3.91 tok/sec, using Mistral small 2509 but not sure if GPU or CPU
Models are stored to ~/.lmstudio/models/lmstudio-community
If you symbollically link existing model folders into that path it will auto add them to LMStudio
I learned my existing gguf exports from Huggingface safetensors using llama.cpp are bad, maybe error I got before is a false-postive, or it prevents correct gguf creation using llama
confirm llama-cli works with good gguf models;
prior command variant of python llama.cpp/convert-hf-to-gguf.py ./phi3 --outfile output_file.gguf --outtype q8_0 was suspect
as ~/opt/llama.cpp-vulkan/build/bin/llama-cli -m /home/<username>/.lmstudio/models/lmstudio-community/Magistral-Small-2509-GGUF/Magistral-Small-2509-Q4_K_M.gguf -ngl 99 works
This made me chuckle . My fans spin up to high 3000 to low 5000 RPMs when using gpt-oss-20b (MXFP4) for the duration of a query, and I get ~23 tok/sec. When using a Q4_K_M model (e.g., mistral-7b-instruct-v0.3), it drops to ~16 tok/sec.

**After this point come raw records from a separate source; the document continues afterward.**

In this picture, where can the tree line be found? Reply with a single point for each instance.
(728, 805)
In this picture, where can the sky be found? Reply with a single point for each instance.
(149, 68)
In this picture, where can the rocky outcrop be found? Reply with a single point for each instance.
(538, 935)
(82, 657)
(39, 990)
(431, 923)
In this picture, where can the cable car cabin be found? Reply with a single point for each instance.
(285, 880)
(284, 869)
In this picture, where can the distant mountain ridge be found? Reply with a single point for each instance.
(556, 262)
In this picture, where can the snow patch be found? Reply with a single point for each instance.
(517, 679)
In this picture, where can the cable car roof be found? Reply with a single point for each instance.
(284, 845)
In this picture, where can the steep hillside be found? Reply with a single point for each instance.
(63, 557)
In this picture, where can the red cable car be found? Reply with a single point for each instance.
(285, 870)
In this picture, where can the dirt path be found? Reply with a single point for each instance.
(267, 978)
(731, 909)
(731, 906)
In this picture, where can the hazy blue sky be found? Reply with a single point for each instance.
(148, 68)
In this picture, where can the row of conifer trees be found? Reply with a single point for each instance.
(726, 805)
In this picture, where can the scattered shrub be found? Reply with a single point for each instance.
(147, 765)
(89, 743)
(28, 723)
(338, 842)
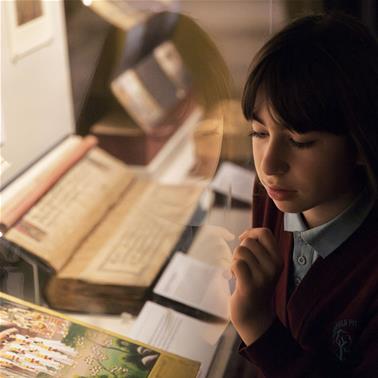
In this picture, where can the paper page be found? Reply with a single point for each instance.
(38, 172)
(57, 224)
(196, 284)
(234, 180)
(18, 208)
(137, 236)
(169, 330)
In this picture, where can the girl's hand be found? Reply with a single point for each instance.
(257, 266)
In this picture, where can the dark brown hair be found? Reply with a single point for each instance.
(320, 73)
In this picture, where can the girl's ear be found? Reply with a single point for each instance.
(359, 158)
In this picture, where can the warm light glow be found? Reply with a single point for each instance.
(87, 2)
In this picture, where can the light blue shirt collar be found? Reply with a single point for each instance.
(328, 236)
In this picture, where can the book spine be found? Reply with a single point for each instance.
(14, 213)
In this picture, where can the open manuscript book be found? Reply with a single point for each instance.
(105, 233)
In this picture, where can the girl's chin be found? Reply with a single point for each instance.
(288, 206)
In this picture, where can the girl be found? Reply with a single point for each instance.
(306, 303)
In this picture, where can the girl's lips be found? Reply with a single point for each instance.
(279, 194)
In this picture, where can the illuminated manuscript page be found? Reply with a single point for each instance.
(137, 236)
(57, 224)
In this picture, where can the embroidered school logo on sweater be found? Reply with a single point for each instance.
(343, 335)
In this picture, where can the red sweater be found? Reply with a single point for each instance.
(328, 327)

You can try btop (CPU+GPU) and/or nvtop (GPU-only) to confirm GPU usage. If you got enough memory to offload your model to the GPU, that’ll improve perf significantly.
As a side note, I use Gear Lever to manage App Images. It makes the overall experience of working with them much nicer.

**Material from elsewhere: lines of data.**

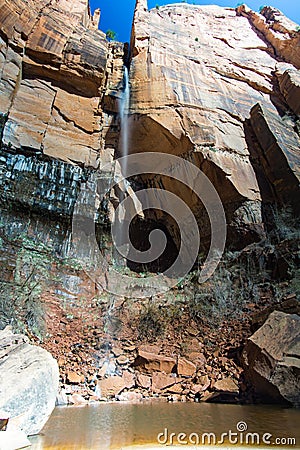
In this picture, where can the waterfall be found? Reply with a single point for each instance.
(123, 111)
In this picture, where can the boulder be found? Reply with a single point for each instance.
(185, 368)
(271, 359)
(74, 378)
(143, 381)
(226, 385)
(161, 381)
(29, 378)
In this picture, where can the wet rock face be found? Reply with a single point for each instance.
(271, 359)
(28, 382)
(197, 73)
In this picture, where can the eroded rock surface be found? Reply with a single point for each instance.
(271, 358)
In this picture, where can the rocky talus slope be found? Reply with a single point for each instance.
(216, 86)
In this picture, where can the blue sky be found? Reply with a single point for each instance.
(117, 14)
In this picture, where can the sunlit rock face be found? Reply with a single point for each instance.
(201, 77)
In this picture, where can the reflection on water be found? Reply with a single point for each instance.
(117, 425)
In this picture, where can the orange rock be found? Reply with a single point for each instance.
(185, 368)
(74, 378)
(143, 381)
(161, 381)
(151, 362)
(226, 385)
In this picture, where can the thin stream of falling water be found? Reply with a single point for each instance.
(124, 104)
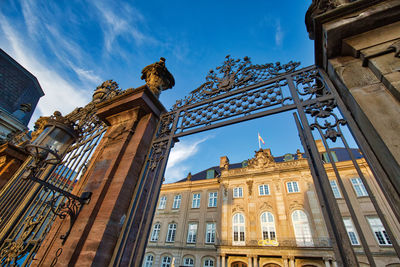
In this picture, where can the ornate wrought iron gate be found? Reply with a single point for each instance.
(235, 92)
(28, 209)
(239, 91)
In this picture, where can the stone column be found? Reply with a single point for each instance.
(113, 178)
(11, 158)
(255, 260)
(250, 261)
(327, 262)
(223, 261)
(285, 261)
(292, 262)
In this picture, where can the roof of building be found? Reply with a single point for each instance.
(341, 154)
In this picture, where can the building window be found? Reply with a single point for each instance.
(212, 199)
(171, 233)
(301, 228)
(188, 262)
(268, 226)
(166, 262)
(263, 190)
(208, 263)
(148, 261)
(326, 159)
(292, 187)
(359, 187)
(163, 201)
(379, 231)
(177, 202)
(210, 174)
(238, 192)
(192, 233)
(238, 230)
(335, 189)
(196, 201)
(351, 232)
(156, 232)
(210, 233)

Model Comparison table shows with Vulkan I’m getting roughly 70% of your throughput , though I don’t know if you have the higher end GPU or not. I asked the same dumb question over and over again “you are an intelligent AI, how many licks does it take to get to the center of a sucker” to compare the models. Obviously it recycled the answer and got cheeky.
model
time to first token (s)
tokens/sec
memory (GB)
parameters (B)
gpt OSS 20B
12.44
18.57
16.5
20
mistral 7B Instruct v0.3
22.6
11.42
8.9
7
mistral/magistral small 2509
85.2
3.65
20.6
24
mistral/devstral small 2507
143.16
3.26
20.9
24
microsoft/phi-4-reasoning-plus
70.75
5.67
15.8
15
Fan use is much higher for the Mistral 24B models and the Phi 4 model. Phi 4 is odd, I dumped the markdown comparison table in and asked for the best model, it only took 7.25s to first token but throughput dropped to 3.86 tokens/s. With very limited empirical testing the other models seem more consistent.
Thanks for the help, I’ll eventually get around to testing with ROCm also.
Those numbers are pretty solid, actually. I got the Ryzen AI HX 370 with 96gb memory and 2tb storage. I also have allocated minimum VRAM (0.5gb) in the BIOS and rely on UMA to allow the iGPU to use system memory as needed.